The culprits, I believe, from anecdotal evidence, are also two-sided: post 9/11 angst in conjunction with technologies, such as cell phones and texting, that are conducive to a parent-child tether. I didn’t have to contend with either of these, which is why I think my overparenting tendencies fell short of the coveted obsessive category. Frankly, unless I was willing to be housebound Monday through Friday, I couldn’t know if my child had gotten sick or injured at school. I know it sounds incredible – like in the olden days before there was air – but there were no cell phones! The liberating thing about that so-called limitation was that my children learned to navigate on their own; they had to rely upon their own choices and suffer the consequences of any poor ones. I couldn’t smother them if I wanted to.
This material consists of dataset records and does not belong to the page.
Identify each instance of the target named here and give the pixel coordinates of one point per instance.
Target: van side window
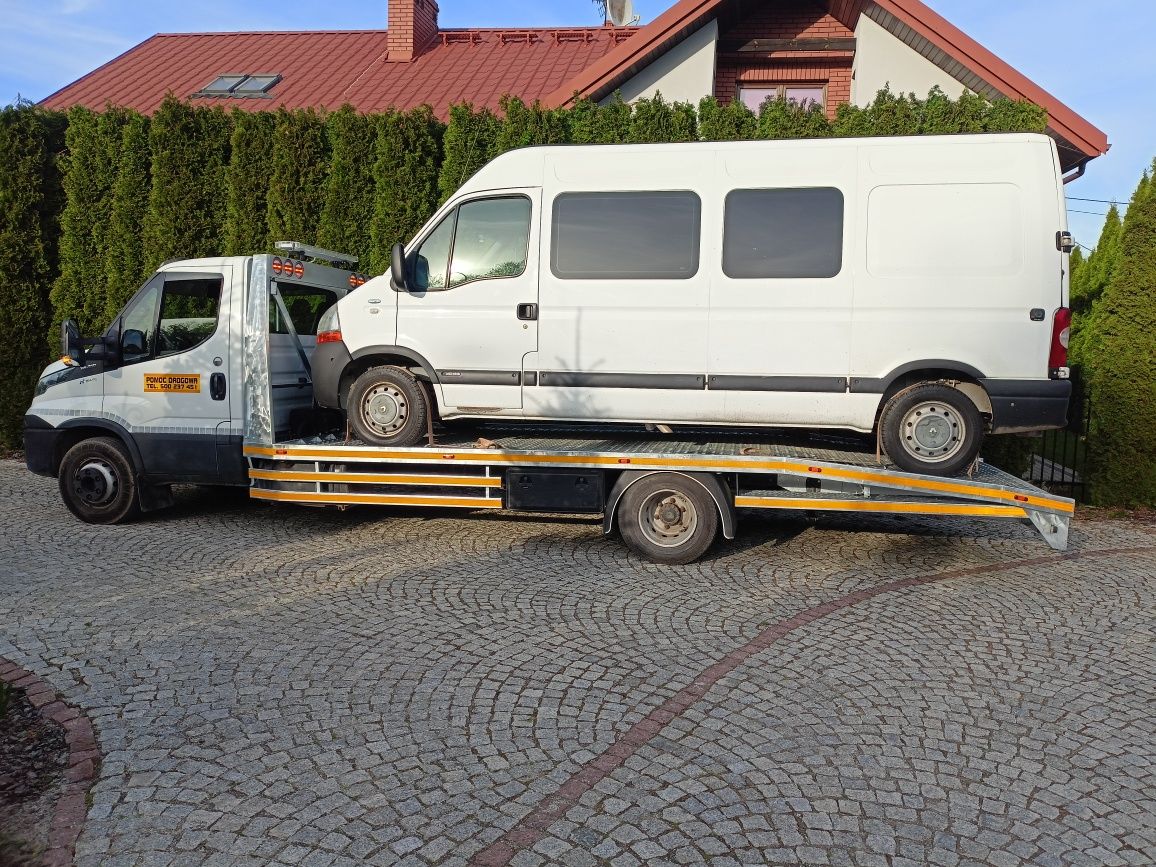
(189, 315)
(305, 305)
(783, 234)
(491, 239)
(625, 236)
(429, 262)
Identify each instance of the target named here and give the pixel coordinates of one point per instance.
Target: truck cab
(160, 398)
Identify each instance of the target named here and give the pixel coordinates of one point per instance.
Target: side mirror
(132, 343)
(398, 267)
(71, 345)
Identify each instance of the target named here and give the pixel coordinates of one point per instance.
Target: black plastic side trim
(867, 385)
(573, 379)
(480, 377)
(835, 385)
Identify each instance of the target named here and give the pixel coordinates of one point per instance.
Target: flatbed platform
(471, 467)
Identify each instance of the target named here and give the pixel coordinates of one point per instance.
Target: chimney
(413, 27)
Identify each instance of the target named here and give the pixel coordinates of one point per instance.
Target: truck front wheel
(668, 518)
(931, 428)
(387, 407)
(98, 483)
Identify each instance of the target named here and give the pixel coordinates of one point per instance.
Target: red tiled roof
(682, 19)
(331, 68)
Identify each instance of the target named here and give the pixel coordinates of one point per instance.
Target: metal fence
(1060, 460)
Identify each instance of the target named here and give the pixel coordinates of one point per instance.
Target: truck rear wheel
(98, 483)
(668, 518)
(387, 406)
(933, 429)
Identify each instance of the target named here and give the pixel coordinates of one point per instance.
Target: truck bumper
(41, 446)
(1020, 406)
(328, 363)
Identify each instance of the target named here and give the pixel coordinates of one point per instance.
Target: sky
(1095, 57)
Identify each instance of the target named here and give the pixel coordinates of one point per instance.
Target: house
(823, 51)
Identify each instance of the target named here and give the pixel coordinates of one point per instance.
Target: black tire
(98, 482)
(387, 406)
(681, 534)
(932, 429)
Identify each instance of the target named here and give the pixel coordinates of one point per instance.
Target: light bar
(304, 251)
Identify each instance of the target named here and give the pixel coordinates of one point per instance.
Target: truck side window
(189, 315)
(430, 260)
(138, 328)
(491, 239)
(784, 234)
(305, 305)
(625, 236)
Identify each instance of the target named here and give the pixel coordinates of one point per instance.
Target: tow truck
(205, 378)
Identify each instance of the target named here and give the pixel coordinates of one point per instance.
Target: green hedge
(120, 193)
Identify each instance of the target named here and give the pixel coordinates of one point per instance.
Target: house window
(239, 86)
(753, 96)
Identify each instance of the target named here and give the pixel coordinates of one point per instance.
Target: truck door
(472, 305)
(171, 390)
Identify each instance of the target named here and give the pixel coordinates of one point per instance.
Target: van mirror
(71, 345)
(398, 267)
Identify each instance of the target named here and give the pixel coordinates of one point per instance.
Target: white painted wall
(882, 59)
(683, 74)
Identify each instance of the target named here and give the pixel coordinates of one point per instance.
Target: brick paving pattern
(294, 686)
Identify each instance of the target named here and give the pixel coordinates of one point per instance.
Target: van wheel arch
(378, 356)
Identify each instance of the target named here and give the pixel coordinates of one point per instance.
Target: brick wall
(413, 28)
(745, 20)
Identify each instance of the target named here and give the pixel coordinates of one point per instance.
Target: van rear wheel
(668, 518)
(932, 429)
(98, 483)
(387, 406)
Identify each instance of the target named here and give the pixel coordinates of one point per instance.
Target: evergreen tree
(124, 258)
(727, 121)
(469, 141)
(301, 161)
(1121, 356)
(93, 149)
(784, 118)
(657, 120)
(527, 125)
(31, 200)
(347, 216)
(593, 124)
(246, 230)
(406, 179)
(190, 153)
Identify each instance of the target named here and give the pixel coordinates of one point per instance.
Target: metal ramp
(466, 469)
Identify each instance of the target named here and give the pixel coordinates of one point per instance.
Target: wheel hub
(933, 431)
(95, 483)
(668, 518)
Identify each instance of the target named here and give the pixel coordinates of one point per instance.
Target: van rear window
(625, 236)
(783, 234)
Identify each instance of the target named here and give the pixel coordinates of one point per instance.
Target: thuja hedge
(118, 193)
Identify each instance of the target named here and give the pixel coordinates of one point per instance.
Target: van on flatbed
(206, 378)
(911, 287)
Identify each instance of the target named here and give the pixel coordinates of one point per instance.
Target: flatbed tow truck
(668, 494)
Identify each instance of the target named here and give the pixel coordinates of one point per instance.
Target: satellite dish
(621, 13)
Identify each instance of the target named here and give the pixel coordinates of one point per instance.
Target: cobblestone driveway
(291, 686)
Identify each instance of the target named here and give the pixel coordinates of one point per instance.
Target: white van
(911, 286)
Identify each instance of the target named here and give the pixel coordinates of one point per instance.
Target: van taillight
(1058, 357)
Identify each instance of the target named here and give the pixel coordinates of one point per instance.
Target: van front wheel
(932, 429)
(387, 407)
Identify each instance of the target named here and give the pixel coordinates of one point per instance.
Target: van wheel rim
(95, 483)
(667, 518)
(385, 409)
(933, 432)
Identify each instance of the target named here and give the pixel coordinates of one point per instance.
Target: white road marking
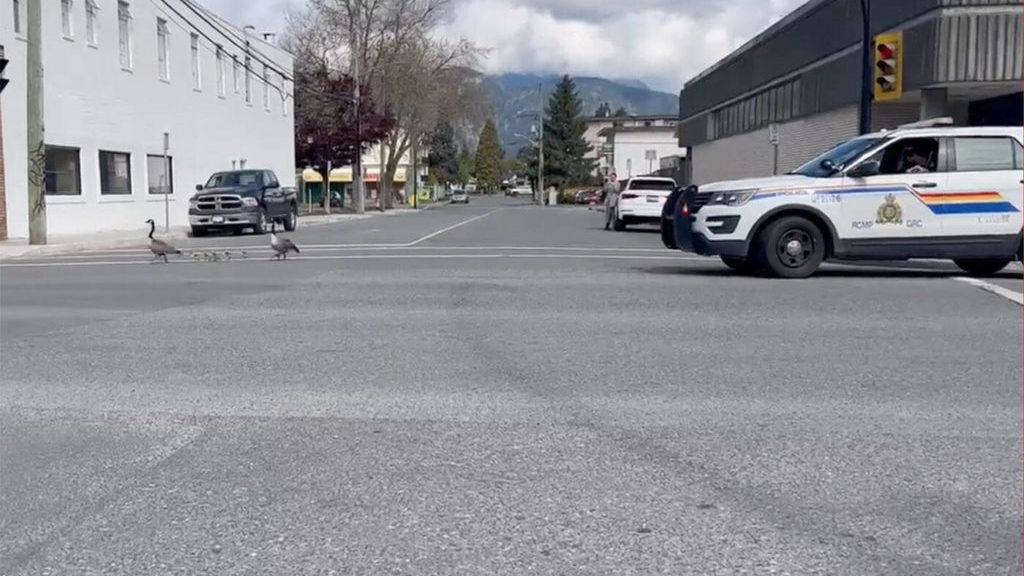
(667, 257)
(994, 289)
(451, 228)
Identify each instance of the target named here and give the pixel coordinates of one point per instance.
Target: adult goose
(281, 246)
(160, 248)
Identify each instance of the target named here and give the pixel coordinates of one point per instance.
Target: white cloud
(660, 42)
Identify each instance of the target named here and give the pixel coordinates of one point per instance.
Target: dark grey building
(961, 58)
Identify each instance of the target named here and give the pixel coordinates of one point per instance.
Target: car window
(641, 183)
(978, 154)
(908, 156)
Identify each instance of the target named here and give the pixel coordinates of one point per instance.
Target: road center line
(1016, 297)
(451, 228)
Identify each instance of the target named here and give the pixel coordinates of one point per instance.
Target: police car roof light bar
(930, 123)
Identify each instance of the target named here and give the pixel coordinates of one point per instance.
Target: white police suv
(924, 191)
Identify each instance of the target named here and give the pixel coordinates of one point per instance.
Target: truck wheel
(292, 219)
(982, 266)
(260, 225)
(791, 247)
(619, 224)
(742, 265)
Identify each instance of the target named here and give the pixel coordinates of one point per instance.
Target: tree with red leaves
(327, 127)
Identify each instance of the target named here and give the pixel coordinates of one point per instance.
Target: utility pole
(37, 148)
(540, 146)
(866, 87)
(167, 186)
(358, 194)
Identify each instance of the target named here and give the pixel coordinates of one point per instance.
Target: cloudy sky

Today, with the best of intentions, parents are dodging the snowballs of life for their kids, rendering those children risk-averse and incapable of fending for themselves.

I’ve discussed this phenomenon before – snowplow parents says Hana Estroff Marano in “A Nation of Wimps” – who figuratively drive their snow removal SUVs down the road to clear the path of any snowbanks or other obstacles. The problem, of course, is that their children don’t have the opportunities to build resilience, because there is no adversity for them to overcome!

And there’s another issue: unintentional abdication of responsibility on the part of the parents, who in their zeal to plot a course through their child’s world, hire so-called experts to make decisions on their behalf! Enter the Pre-Baby Planner, for example, who decides how the nursery should be arranged, what should be in it, and how the prospective parents should mentally and emotionally prepare for this arrival. As Lenore Skenazy, founder of the Free-Range Parenting Movement, opines, “…It’s good to remember that humans have been raising mini-humans for hundreds of thousands of years, and until now we managed to do it without hiring someone to pick out the perfect rocking chair.”

So is it any wonder that when these children go off to college they are labeled “teacups” and “crispies” because of their fragility?! The term “helicopter parent,” so designated because of the hovering penchant of parents, has rendered metaphorical stalled engines in their offspring. If you need evidence, consider the new generation of “stealth fighter parents,” who no longer float overhead constantly but “can be counted on for a surgical strike just when the high school musical is being cast or the starting lineup chosen,” observes Gibbs.

Interestingly, as a direct result of the 2009 economic downturn, families have had to make forced choice decisions about extra-curricular activities, and they have found unexpected positive outcomes of their children picking up “leisure” time for play.

(By the way, summer camp is definitely not one of those “discretionary” choices! It is a vital component of a child’s total educational package, proffering life skills that cannot be gleaned elsewhere. You could even say it’s an antidote to overparenting, because children are learning to find the way on their own in a community created for them to practice growing up.)

Mea culpa. As a mom of the ’70s who also raised her children to give them every “emotional, intellectual, and material advantage”(Motherlode’s Lisa Belkin), I get it, though I stopped short of kindergarten tutoring or calling the high school guidance counselor to protests grades. But now, as a camp professional who works with children and families and who has a different perspective on the end result of these best intentions, I advocate for “letting go.” As psychiatrist Gail Saltz observes, that is not the same as “letting down.”

Become a fan of Slow Parenting, the antithesis of overparenting. Let them learn by doing, by making mistakes, by bouncing back, by making choices for which they are accountable. Trust that you have salted the road by instilling values that will inform healthy choices.

Hey, you might even purchase a baby T-shirt at Honestbaby.com that says, “I’ll walk when I’m good and ready.”